ALLPATHS: de novo assembly of whole-genome shotgun microreads. Gene- boosted assembly of a novel bacterial genome from very short reads. We provide an initial, theoretical solution to the challenge of de novo assembly from whole-genome shotgun “microreads.” For 11 genomes of sizes up to 39 Mb, . An international, peer-reviewed genome sciences journal featuring outstanding original research that offers novel insights into the biology of all organisms.
|Published (Last):||3 July 2008|
|PDF File Size:||14.10 Mb|
|ePub File Size:||17.78 Mb|
|Price:||Free* [*Free Regsitration Required]|
New DNA sequencing technologies deliver data at dramatically lower costs but demand new analytical methods to take full advantage of the very short reads that they produce.
The bacterial genomes of Campylobacter jejuni and Escherichia coli assemble optimally, yielding single perfect contigs, and larger genomes yield assemblies that are highly connected and accurate.
Assemblies are presented in a graph form that retains intrinsic ambiguities such as those arising from polymorphism, thereby providing information that has been absent allpatys previous genome assemblies. Larger genomes produce more complicated graphs, but the vast majority of the bases in their assemblies are present in long reas that are nearly always perfect.
We describe a general method for genome assembly that can be applied to all types of DNA sequence data, not only short read data, but also conventional sequence reads. These yield data suitable for straightforward mapping of biological features such as transcription factor binding sites and chromatin modifications Johnson et al. A much harder problem is de novo assembly of whole-genome shotgun microreads.
In this study, we present a theoretical analysis of this problem and describe an algorithm for addressing it, which we apply to simulated data based on real Solexa reads. We present results for small- to mid-size 39 Mb genomes, describing assembly completeness, continuity, and correctness. Briefly, the paper proceeds as follows: The very large number of mostly false overlaps makes this approach intractable. We determine exactly how good an assembly of such data could possibly be.
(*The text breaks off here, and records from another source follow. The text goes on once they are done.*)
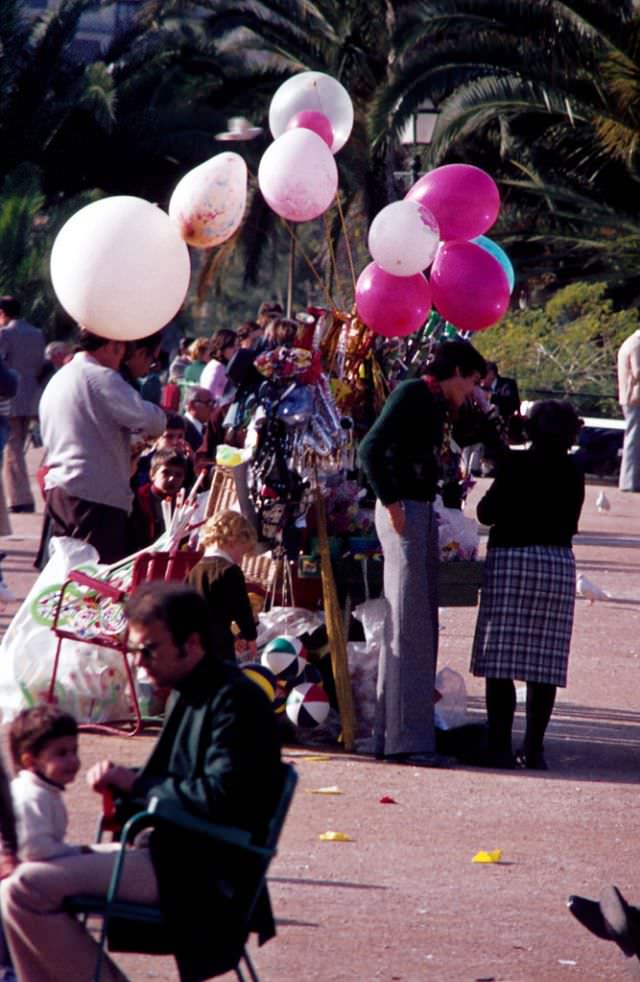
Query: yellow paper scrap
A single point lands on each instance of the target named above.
(494, 856)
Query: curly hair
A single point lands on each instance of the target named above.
(226, 527)
(34, 728)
The answer is captured by a graph, allowing for alternatives in cases where the data lack power to determine the correct answer. Paired-read assembly turns out to be considerably more complicated than unpaired assembly, and although we cannot describe a simple answer as to its best possible result, we do describe an algorithm for it and a research software system, ALLPATHS, that instantiates this algorithm.
Importantly, an ALLPATHS assembly is presented as a graph that retains intrinsic ambiguities, arising from limitations of the data set and also from polymorphism in diploid genomes.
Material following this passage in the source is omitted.